On finissait par ne plus s’entendre, lorsque Buteau domina les voix, gueulant :

— Oui, leurs os se retourneront dans la terre et se mangeront !

Du coup, les parents, les amis, les connaissances, tous en furent. C’était bien ça, il l’avait dit : les os se retournaient dans la terre. Entre eux, les Fouan achèveraient de s’y dévorer ; Lengaigne et Macqueron s’y disputeraient à la pourriture ; les femmes, Cœlina, Flore, la Bécu, s’y empoisonneraient de leurs langues et de leurs griffes. On ne couchait pas ensemble, même enterré, lorsqu’on s’exécrait. Et, dans ce cimetière ensoleillé, c’était, de cercueil à cercueil, sous la paix des herbes folles, une bataille farouche des vieux morts, sans trêve, la même bataille qui, parmi les tombes, heurtait ces vivants.

Mais un cri de Jean les sépara, leur fit tourner à tous la tête.

— Le feu est à la Borderie !

Maintenant, le doute n’était plus possible, des flammes s’échappaient des toits, vacillantes et pâlies dans le grand jour.
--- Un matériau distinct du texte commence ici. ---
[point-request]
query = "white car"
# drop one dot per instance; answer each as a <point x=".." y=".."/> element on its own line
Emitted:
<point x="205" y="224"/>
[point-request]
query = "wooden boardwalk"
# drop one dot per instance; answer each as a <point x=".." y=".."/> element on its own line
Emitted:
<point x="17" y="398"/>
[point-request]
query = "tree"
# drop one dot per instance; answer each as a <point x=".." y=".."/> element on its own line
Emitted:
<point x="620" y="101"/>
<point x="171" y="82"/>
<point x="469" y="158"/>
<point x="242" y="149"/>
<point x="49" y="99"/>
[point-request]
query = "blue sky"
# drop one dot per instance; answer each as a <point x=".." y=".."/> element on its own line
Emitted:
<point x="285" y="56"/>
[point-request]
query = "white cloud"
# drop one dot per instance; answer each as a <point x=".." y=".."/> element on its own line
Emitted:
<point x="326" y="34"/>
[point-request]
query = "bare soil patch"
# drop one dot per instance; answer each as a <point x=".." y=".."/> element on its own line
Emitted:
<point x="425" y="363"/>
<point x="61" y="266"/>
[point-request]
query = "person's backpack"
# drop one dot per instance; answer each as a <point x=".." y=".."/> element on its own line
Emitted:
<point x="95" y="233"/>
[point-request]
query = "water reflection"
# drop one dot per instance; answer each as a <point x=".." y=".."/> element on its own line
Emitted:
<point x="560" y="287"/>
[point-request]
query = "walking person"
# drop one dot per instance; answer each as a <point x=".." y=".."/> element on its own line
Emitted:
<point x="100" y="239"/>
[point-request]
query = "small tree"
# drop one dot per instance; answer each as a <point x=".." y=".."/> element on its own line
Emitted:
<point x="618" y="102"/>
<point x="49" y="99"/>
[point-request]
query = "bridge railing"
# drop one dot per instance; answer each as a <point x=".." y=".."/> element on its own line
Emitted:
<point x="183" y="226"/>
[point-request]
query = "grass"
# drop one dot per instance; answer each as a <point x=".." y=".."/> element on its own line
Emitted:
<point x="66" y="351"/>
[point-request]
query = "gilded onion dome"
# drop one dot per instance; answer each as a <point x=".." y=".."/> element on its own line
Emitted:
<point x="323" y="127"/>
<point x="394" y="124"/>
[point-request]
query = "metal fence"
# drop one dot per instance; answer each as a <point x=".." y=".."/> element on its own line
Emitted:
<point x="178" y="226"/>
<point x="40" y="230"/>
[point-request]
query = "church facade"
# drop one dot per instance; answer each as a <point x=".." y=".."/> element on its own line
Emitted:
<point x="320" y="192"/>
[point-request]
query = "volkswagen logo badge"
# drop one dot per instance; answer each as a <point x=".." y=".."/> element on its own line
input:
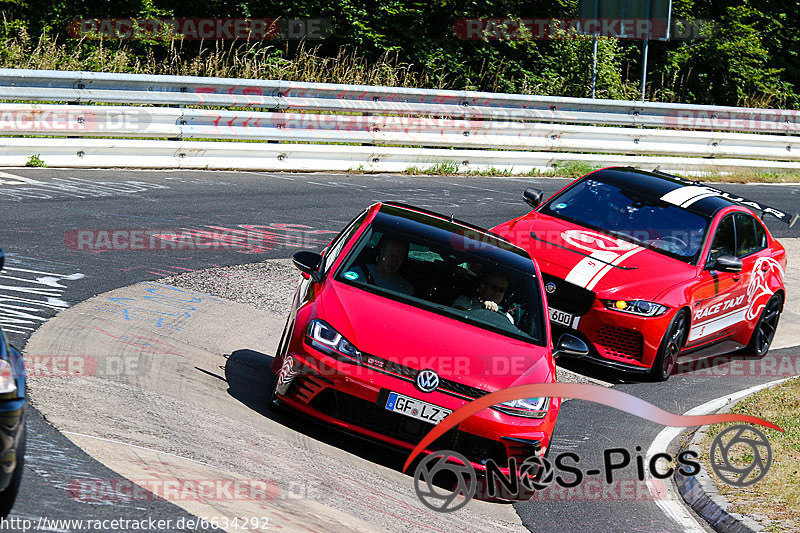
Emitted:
<point x="427" y="380"/>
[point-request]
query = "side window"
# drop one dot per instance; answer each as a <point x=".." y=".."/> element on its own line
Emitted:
<point x="335" y="247"/>
<point x="751" y="236"/>
<point x="724" y="240"/>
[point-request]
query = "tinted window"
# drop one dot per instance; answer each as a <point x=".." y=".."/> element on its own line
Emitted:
<point x="724" y="240"/>
<point x="452" y="281"/>
<point x="750" y="235"/>
<point x="645" y="220"/>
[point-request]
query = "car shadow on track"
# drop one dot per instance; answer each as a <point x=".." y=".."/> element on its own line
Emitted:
<point x="249" y="380"/>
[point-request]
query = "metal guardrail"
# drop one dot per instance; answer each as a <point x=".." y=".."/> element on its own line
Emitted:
<point x="480" y="129"/>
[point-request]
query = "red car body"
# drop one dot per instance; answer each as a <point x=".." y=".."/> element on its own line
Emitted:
<point x="398" y="340"/>
<point x="585" y="267"/>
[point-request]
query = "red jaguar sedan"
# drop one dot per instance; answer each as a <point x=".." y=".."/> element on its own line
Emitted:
<point x="406" y="316"/>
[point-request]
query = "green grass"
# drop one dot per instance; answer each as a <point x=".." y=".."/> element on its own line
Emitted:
<point x="777" y="496"/>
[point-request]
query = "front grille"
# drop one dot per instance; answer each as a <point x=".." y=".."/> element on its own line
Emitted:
<point x="410" y="374"/>
<point x="620" y="342"/>
<point x="568" y="297"/>
<point x="375" y="417"/>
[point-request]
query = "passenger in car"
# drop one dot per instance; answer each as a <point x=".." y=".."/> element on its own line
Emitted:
<point x="491" y="291"/>
<point x="392" y="253"/>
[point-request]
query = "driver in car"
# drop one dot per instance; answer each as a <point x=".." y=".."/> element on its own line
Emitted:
<point x="491" y="291"/>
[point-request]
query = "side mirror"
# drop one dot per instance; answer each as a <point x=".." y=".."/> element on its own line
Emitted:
<point x="308" y="263"/>
<point x="533" y="197"/>
<point x="728" y="263"/>
<point x="570" y="346"/>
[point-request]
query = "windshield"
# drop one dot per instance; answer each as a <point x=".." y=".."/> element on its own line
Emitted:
<point x="633" y="216"/>
<point x="458" y="282"/>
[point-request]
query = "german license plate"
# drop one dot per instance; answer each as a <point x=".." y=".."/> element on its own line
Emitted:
<point x="414" y="408"/>
<point x="560" y="317"/>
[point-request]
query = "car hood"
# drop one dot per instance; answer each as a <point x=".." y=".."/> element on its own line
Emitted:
<point x="582" y="255"/>
<point x="421" y="339"/>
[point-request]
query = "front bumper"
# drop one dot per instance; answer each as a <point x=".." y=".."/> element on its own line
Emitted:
<point x="353" y="398"/>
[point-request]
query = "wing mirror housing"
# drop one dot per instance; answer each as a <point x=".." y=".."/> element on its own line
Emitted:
<point x="308" y="263"/>
<point x="728" y="263"/>
<point x="533" y="197"/>
<point x="570" y="346"/>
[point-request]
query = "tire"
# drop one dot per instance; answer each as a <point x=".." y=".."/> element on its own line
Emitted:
<point x="670" y="347"/>
<point x="764" y="332"/>
<point x="8" y="496"/>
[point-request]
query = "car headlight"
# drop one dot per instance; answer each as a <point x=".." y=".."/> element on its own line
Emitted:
<point x="7" y="383"/>
<point x="636" y="307"/>
<point x="326" y="339"/>
<point x="527" y="407"/>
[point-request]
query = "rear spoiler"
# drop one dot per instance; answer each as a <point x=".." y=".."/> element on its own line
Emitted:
<point x="753" y="205"/>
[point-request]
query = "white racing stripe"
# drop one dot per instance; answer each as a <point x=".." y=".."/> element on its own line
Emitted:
<point x="614" y="263"/>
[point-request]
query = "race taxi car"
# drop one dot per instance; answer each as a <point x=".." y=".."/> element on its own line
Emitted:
<point x="12" y="420"/>
<point x="406" y="316"/>
<point x="651" y="269"/>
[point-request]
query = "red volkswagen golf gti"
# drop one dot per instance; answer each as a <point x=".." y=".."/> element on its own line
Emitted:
<point x="652" y="269"/>
<point x="406" y="316"/>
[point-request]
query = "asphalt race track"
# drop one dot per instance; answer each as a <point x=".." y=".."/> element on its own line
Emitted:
<point x="46" y="272"/>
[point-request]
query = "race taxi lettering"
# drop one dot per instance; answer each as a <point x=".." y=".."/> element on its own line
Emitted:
<point x="722" y="306"/>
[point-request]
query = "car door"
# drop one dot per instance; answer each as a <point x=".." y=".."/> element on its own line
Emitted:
<point x="719" y="299"/>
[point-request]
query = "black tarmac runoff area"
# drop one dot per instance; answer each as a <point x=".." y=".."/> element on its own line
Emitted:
<point x="49" y="216"/>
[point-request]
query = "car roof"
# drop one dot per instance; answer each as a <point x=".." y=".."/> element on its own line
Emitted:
<point x="440" y="228"/>
<point x="690" y="195"/>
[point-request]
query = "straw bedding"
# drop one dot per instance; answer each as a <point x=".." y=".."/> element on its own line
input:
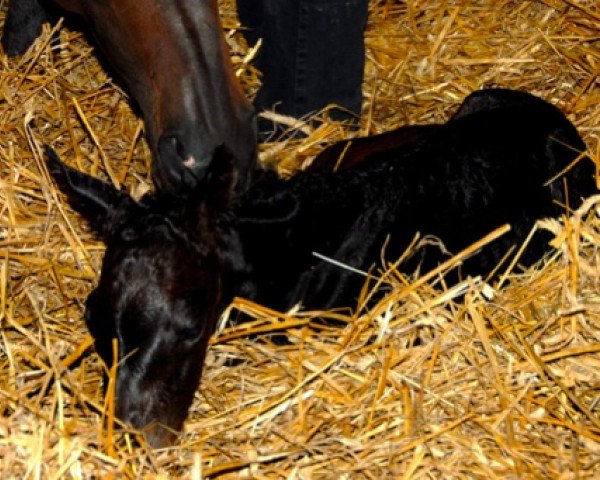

Un gros nuage de fumée s’en allait doucement vers le nord. Et l’on aperçut justement la Trouille qui accourait de la ferme, au galop. En cherchant ses oies, elle avait remarqué les premières étincelles, elle s’était régalée du spectacle, jusqu’au moment où l’idée de raconter l’histoire avant les autres, venait de lui faire prendre sa course. Elle sauta à califourchon sur le petit mur, elle cria de sa voix aiguë de gamin :

— Oh ! ce que ça brûle !… C’est ce grand salop de Tron qui est revenu foutre le feu ; et à trois endroits, dans la grange, dans l’écurie, dans la cuisine. On l’a pincé comme il allumait la paille, les charretiers l’ont à moitié démoli… Avec ça, les chevaux, les vaches, les moutons cuisent. Non, faut les entendre gueuler ! Jamais on n’a gueulé si fort !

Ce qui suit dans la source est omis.